Amid the Victorian era (1837-1901), marriage was a convoluted and multifaceted occurrence. Generally, girls were united between 16 and 21; notwithstanding, there were some exemptions. In rustic areas, it wasn’t strange for girls as young as 14 or 15 to wed, yet in urban regions, they could wait until their twenties. Marriage during this period was generally organized by guardians or watchmen, with the lady of the hour and husband ordinarily having no influence in the issue.

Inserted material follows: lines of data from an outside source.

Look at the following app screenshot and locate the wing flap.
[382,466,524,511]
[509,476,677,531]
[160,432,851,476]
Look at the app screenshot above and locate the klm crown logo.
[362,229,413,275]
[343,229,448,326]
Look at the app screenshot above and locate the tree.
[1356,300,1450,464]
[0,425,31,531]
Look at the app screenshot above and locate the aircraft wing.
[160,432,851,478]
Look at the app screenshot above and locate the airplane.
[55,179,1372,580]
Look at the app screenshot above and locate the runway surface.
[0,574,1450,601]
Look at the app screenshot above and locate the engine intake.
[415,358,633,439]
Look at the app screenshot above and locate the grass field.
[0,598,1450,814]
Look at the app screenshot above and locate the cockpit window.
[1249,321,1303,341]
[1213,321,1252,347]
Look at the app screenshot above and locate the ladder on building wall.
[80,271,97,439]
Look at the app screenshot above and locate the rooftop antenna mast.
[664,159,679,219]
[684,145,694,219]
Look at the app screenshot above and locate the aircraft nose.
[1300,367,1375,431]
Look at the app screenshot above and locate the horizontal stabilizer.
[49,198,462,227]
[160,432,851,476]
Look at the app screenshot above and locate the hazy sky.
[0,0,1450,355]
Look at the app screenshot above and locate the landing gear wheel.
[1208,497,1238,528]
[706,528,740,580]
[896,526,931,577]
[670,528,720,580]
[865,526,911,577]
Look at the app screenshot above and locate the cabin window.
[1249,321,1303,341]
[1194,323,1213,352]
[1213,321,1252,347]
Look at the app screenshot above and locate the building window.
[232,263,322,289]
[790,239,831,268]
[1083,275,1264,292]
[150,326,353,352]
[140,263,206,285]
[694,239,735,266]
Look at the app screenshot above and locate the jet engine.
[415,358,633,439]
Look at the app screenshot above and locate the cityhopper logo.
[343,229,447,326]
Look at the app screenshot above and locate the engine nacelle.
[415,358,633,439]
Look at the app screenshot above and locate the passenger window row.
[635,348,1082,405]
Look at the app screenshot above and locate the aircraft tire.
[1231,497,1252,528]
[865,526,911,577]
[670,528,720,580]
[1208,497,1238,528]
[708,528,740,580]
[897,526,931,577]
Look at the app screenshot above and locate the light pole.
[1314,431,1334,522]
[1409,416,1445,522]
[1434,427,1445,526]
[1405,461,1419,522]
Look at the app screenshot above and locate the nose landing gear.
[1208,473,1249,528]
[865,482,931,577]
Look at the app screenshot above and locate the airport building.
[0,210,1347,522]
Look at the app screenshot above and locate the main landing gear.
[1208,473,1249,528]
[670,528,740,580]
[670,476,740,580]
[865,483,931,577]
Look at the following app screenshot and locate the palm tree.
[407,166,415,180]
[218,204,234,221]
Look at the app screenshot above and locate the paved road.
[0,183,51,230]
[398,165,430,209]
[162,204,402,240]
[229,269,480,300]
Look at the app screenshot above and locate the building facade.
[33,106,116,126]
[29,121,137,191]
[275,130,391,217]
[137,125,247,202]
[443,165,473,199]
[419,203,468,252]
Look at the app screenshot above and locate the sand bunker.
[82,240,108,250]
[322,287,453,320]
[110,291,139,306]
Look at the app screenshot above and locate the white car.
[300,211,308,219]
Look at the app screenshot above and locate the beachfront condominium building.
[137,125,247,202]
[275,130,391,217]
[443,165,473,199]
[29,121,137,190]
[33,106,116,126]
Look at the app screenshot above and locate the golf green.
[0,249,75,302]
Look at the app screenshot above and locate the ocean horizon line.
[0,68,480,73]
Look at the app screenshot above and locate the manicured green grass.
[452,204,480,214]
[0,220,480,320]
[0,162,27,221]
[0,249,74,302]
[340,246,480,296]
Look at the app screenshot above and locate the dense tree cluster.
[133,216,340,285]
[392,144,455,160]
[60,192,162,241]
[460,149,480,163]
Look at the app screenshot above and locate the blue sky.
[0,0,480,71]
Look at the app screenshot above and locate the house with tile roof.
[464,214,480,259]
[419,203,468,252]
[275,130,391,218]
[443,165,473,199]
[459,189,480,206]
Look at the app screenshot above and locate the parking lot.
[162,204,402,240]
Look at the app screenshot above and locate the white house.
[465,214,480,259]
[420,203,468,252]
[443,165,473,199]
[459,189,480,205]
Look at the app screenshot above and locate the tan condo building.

– History of Girl Marriage Age in the Victorian Era

The Victorian Era was a time of great perplexity when it came to the age at which girls were married off. Generally, young women were wed as soon as they reached puberty, usually around 13 or 14 years old. This was largely due to the fact that young ladies were seen as a financial liability by their families, and marrying them off at a young age provided some degree of economic stability. Additionally, marriage was often seen as a way for these women to escape poverty and protect themselves from sexual exploitation.

Despite these reasons for early marriage, certain regulations and social conventions still existed in order to prevent girls from entering into unions too hastily or without proper consideration for their future prospects. For example, legal consent for marriage required that both parties be 21 years old or older; if one partner was younger than this age, parental consent had to be obtained before any union could take place. Moreover, if either party was under 16 years old, they needed permission from a court judge before being allowed to wed. Furthermore, it was considered improper for a woman to marry someone who had not yet achieved financial success or established himself socially; this meant that many young women chose to wait until they were older before taking such a step and thus increased their chances of finding suitable matches later in life.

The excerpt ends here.